Viewed in the foregoing light, since the disallowance was made pursuant to applicable law, this Court cannot find grave abuse of discretion on the part of respondent COA as its affirmance of Notice of Disallowance No. BOD-2006-003 (2005) was based on cogent legal grounds.

WHEREFORE, premises considered, the instant petition is DENIED.  Decision No. 2011-055 and Resolution No. 2012-099, dated August 17, 2011 and July 12, 2012, respectively, of the Commission on Audit, are hereby AFFIRMED.

SO ORDERED.


Carpio,** Velasco, Jr., Leonardo-De Castro, Brion, Peralta, Bersamin, Del Castillo, Villarama, Jr., Mendoza, Reyes, and Leonen,  JJ., Concur.
Sereno, C.J., Perez, and Perlas-Bernabe, JJ., on official leave.
Jardeleza, J., no part.

Endnotes:


** Acting Chief Justice.

1 Signed by Commissioner Ma. Gracia M. Pulido Tan, Chairperson, with Commissioners Juanito G. Espino, Jr. and Heidi L. Mendoza, concurring; rollo, pp. 36-41.

2 Id. at 42-44.

3 Id. at 45-48.

4 Id. at 49-56.

5 Id. at 57.

6 Id. at 58-59. (Emphasis ours; citations omitted)

7 Id. at 37.

8 Id. at 38.

9 Id. at 65-70.

10 Id. at 71-83.

11 Id. at 36-41.

12 Executive Order No. 248, Prescribing Rules and Regulations and New Rates of Allowances for Official and Foreign Travels of Government Personnel (May 29, 1995).
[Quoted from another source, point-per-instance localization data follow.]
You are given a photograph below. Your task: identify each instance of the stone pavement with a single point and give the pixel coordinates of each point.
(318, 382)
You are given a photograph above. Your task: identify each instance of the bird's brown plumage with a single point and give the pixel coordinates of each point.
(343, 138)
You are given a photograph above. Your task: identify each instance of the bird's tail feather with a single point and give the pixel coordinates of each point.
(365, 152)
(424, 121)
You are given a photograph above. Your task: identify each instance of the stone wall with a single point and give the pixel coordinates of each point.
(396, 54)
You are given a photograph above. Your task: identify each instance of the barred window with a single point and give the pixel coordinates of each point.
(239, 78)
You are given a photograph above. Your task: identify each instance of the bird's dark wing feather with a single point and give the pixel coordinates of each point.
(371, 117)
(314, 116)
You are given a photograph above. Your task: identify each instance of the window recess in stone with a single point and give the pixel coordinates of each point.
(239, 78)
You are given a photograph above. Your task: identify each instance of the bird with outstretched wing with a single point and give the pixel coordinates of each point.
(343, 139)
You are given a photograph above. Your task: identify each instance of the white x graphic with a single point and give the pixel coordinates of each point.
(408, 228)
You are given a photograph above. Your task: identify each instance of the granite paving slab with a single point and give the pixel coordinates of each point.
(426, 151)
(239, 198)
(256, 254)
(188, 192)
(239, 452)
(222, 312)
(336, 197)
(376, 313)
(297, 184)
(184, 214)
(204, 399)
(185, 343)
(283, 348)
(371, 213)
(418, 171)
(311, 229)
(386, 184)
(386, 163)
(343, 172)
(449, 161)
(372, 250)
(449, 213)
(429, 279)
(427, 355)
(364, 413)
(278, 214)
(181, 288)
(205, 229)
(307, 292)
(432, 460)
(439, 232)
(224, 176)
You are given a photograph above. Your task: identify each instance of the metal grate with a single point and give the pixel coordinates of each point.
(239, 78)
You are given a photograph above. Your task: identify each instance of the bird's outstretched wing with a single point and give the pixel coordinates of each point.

13 Executive Order No. 298, Amending Further Executive Order No. 248 dated May 29, 1995 as Amended by Executive Order No. 248-A dated August 14, 1995, which Prescribes Rules and Regulations and New Rates of Allowances for Official Local and Foreign Travels of Government Personnel (March 23, 2004).

14Rollo, pp. 39-40. (Emphasis ours; citations omitted)

15 Id. at 42-44.

16 Supra notes 12 and 13. (Emphasis ours)

17 Id. (Emphasis ours)

18Vicencio v. Hon. Villar, G.R. No. 182069, July 03, 2012, 675 SCRA 468, 480, citing National Federation of Labor v. National Labor Relations Commission, 383 Phil. 910 (2000).

19Nieves v. Blanco, G. R. No. 190422, June 19, 2012, 673 SCRA 638, 645-646, citing Melendres, Jr. v. Commission on Elections, 377 Phil. 275, 291 (1999).

20Rollo,  p. 15.

21 Petition, id. at 22-23, citing Singson v. Commission on Audit, G.R. No. 159355, August 9, 2010, 627 SCRA 36; Molen, Jr. v. Commission on Audit, 493 Phil. 874 (2005); Querubin v. Regional Cluster Director, Legal and Adjudication Office, COA Regional Office VI, Pavia, Iloilo City, G.R. No. 159299, July 7, 2004, 433 SCRA 769; De Jesus v. Commission on Audit, 466 Phil. 912 (2004); Philippine International Trading Corporation v. Commission on Audit, 461 Phil. 737 (2003).

22 Id.

23Executive Director Casal v. Commission on Audit, 538 Phil. 634 (2006); Manila International Airport Authority v. Commission on Audit, G.R. No. 194710, February 14, 2012, 665 SCRA 653; Philippine Economic Zone Authority (PEZA) v. Commission on Audit, G.R. No. 189767, July 3, 2012, 675 SCRA 513.

24Philippine Agila Satellite Inc. v. Usec. Trinidad Lichauco, 522 Phil. 565, 585 (2006).